Engineering
10 min read

How I Survived (and Thrived) in the Zombie Apocalypse

A story about hunting zombie tasks in a distributed environment

Alberto Gomez

Founding Engineer

Bruin Agent: How I Survived (and Thrived) in the Zombie Apocalypse

Gather up, everyone. The bonfire's warm, but what I’m about to tell you will freeze you anyway, the night I went toe-to-toe with zombies, and somehow came out on top.

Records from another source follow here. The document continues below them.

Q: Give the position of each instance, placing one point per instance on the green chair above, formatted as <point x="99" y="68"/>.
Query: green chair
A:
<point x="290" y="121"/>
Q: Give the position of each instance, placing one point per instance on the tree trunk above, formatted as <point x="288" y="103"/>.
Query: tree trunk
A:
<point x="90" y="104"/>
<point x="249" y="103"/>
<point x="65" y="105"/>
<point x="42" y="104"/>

Bruin is an open-source data platform that brings together data ingestion, transformation, quality, and governance. We run different types of workloads for our customers, allowing them to extract insights from the data without having to deal with the boring infrastructure problems.

Setting the Scene

Here at Bruin, we run different types of data workloads. Our customers usually write SQL and Python definitions, which we call an "asset", and we build a pipeline around these assets. When the time comes for executing these workloads, we take care of provisioning the infrastructure, running the workloads, and gathering observability data for our customers.

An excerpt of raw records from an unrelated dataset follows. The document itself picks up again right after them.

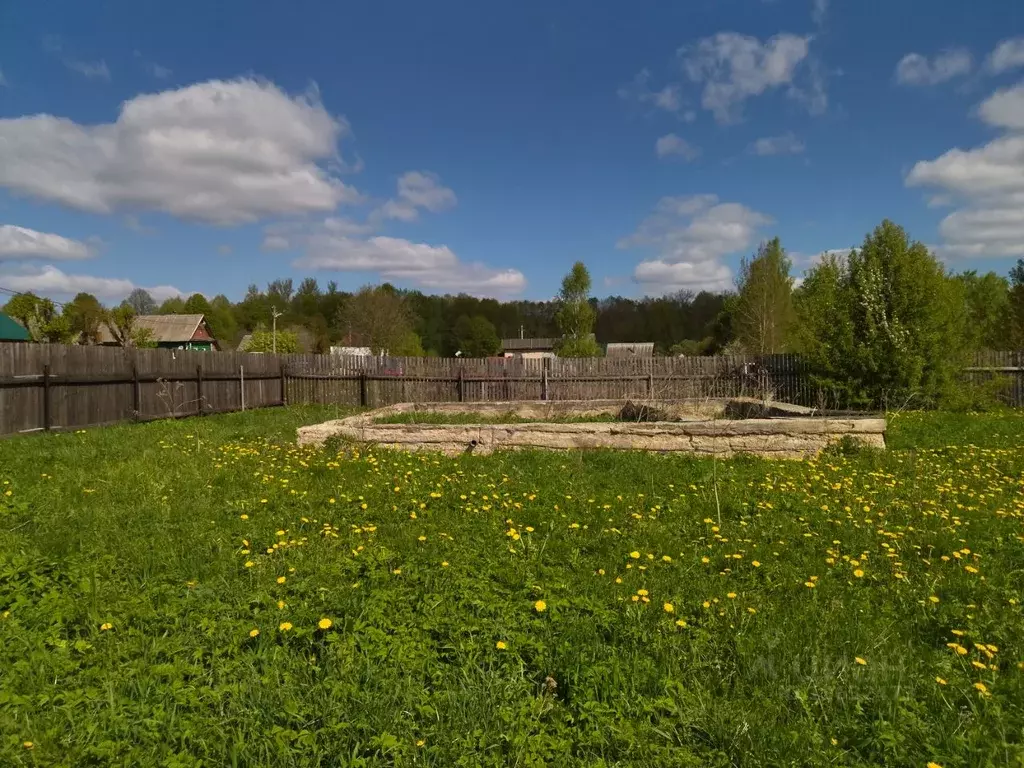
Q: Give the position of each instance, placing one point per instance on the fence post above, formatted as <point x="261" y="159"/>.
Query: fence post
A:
<point x="136" y="393"/>
<point x="199" y="388"/>
<point x="46" y="397"/>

Traditionally, these workloads have been completely executed within Bruin-owned cloud environments. We provision multi-tenant environments across different cloud providers and regions, and we distribute the workloads accordingly. The infrastructure is owned and maintained by us, and from our clients' perspective, it is a fully serverless experience.

While this has worked great so far, there has always been a need for being able to distribute these workloads to run on our clients' infrastructure. Due to regulatory reasons, special networking and infrastructure requirements, or purely for the peace of mind, our clients might prefer running all of their own workloads in their own infrastructure. In order to be able to satisfy these needs, we have been working on a distributed execution topology where Bruin Cloud has a hosted control plane, and our customers can host the data plane. We call the control plane "Orchestrator", henceforth “oXr”, and the individual runners "Bruin Agent".

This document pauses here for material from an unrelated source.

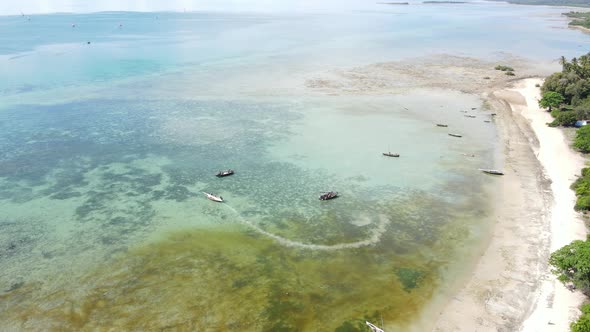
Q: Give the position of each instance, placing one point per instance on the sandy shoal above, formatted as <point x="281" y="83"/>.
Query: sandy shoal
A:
<point x="511" y="288"/>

Building these individual pieces has been an interesting journey, plagued with challenges such as authentication, error handling, keeping task statuses in sync between scheduling → oXr → Agent, and reporting task results, all in a multi-tenant environment.

The Problem

What are zombie tasks

At some point, we noticed that certain failed task attempts came with no logs.

Logs are supposed to be produced by Agent and sent back to oXr for collection, but these tasks had none. We dug into the “history” of these tasks. oXr logged that they were picked up, but logs were never sent, and the tasks were never heard from again, leading oXr to mark them as… ZOMBIE TASKS. These are a special type of failures where oXr loses contact with the Agent running the task, no running heartbeats, no logs, nothing.

Pulling on the Thread

This was very strange. Looking at the logs, it seemed that while oXr reported the task as picked up, Agent timed out. Since these are different log streams, it was hard to confirm. To verify, we made Agent generate and log a random request ID and pass it using the standard HTTP header X-Request-Id. We also logged this on the oXr side so we could match them and see the complete request lifecycle.

Enter the Unexplainable

Our fears were confirmed. We saw the same request timing out on the Client while resulting in a task delivery on the Server. How could this be?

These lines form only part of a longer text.